Roadmaps may often strive for multiple objectives. The choice of objectives and design of roadmaps can be situated in a specific context in which the road-mapping process should be conducted. It will depend on internal factors, i.e., institutional capacity, competences and interests of the owner or owners of the exercise, and external factors to the process, i.e., maturity of the policy agenda on the national and international level, the stage of the relevant policy processes, and alignment among local and international stakeholders.
Conclusion
As technology continues to advance at breakneck speed, we are tempted to focus wholly on how to harness the advances to get what we want. But to focus on the self is a sure path to misery, as is well documented in philosophy and religion throughout human history. Generosity and the choice to bring good into the lives of others is a far more effective route to happiness and it has the convenient side effect of usually bringing us what we want anyway. The 4IR is already bringing upheaval to society and much more is certainly in store for us but it can be a great force for good if we commit ourselves to climb the technology-development summit.

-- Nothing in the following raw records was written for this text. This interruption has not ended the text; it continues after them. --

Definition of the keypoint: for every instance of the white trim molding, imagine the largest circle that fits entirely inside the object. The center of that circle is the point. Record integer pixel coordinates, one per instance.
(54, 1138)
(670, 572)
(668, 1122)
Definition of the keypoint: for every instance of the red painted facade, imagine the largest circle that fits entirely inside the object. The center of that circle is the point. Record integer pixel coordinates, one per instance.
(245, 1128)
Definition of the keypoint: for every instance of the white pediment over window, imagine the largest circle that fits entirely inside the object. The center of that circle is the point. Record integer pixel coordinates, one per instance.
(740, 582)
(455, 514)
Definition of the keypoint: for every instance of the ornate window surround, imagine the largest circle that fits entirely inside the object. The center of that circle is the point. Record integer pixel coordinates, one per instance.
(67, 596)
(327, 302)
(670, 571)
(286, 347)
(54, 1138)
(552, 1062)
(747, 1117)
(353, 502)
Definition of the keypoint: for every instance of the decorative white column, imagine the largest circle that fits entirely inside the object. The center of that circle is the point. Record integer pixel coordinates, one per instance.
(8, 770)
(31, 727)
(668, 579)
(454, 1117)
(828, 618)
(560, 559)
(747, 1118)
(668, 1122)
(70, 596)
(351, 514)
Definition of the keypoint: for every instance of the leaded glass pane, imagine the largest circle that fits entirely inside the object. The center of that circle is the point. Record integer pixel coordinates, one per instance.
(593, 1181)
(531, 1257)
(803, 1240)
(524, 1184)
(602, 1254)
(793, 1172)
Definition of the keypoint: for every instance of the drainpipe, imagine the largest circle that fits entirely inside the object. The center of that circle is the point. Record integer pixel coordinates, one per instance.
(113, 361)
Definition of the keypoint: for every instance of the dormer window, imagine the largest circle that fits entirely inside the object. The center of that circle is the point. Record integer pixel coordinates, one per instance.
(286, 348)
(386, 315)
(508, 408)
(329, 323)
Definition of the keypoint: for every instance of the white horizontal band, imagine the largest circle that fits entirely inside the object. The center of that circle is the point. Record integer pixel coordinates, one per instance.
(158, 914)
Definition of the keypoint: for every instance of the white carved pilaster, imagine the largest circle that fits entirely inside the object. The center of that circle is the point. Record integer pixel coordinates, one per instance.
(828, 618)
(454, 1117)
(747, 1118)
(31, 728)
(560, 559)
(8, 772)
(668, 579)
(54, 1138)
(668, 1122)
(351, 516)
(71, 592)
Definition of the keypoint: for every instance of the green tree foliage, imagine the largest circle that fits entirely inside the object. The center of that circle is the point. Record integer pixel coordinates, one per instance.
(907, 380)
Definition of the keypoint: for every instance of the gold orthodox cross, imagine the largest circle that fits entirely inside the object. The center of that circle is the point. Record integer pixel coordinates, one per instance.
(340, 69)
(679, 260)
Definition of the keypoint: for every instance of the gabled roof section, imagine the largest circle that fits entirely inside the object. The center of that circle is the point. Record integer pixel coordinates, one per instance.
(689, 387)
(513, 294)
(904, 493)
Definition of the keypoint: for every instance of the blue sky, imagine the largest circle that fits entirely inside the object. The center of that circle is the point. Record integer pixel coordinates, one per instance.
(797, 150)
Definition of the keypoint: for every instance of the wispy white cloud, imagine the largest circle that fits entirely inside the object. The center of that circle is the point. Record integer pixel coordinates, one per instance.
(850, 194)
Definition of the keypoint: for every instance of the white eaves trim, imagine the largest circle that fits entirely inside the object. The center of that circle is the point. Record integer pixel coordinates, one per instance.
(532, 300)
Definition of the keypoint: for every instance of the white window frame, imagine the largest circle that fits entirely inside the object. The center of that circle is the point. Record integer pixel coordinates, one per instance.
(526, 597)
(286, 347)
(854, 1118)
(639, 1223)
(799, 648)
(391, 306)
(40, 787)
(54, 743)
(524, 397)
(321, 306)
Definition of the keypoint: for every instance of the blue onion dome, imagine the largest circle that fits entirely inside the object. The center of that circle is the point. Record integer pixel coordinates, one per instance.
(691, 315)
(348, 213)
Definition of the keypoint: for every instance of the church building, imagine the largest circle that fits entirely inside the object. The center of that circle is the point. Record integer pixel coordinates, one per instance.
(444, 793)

However, technologies can surely be one of the biggest factors to prevent climate change. Relevant policy choices and public opinion can shape a significant portion of the impact the 4IR can have on communities across the world. Keeping this in mind, governments along with civil societies, development agencies, and the private sector should work proactively in conducting need analysis, finding out replicable best practices, testing and implementing new solutions to effectively ride the 4IR wave and maximize its contribution towards preventing the drastic change of our mother world.
For successful integration of the climate-related issues into 4IR is therefore not a prediction of the future but a call to action. It is a vision for diffusing, developing, and administrating technologies to foster a more empowering, and collaborative foundation for social, technological, and economic development, built around shared values and understanding of the common good, human dignity, and intergenerational stewardship. Realizing this vision will be the core challenge and great responsibility for the next 50 years.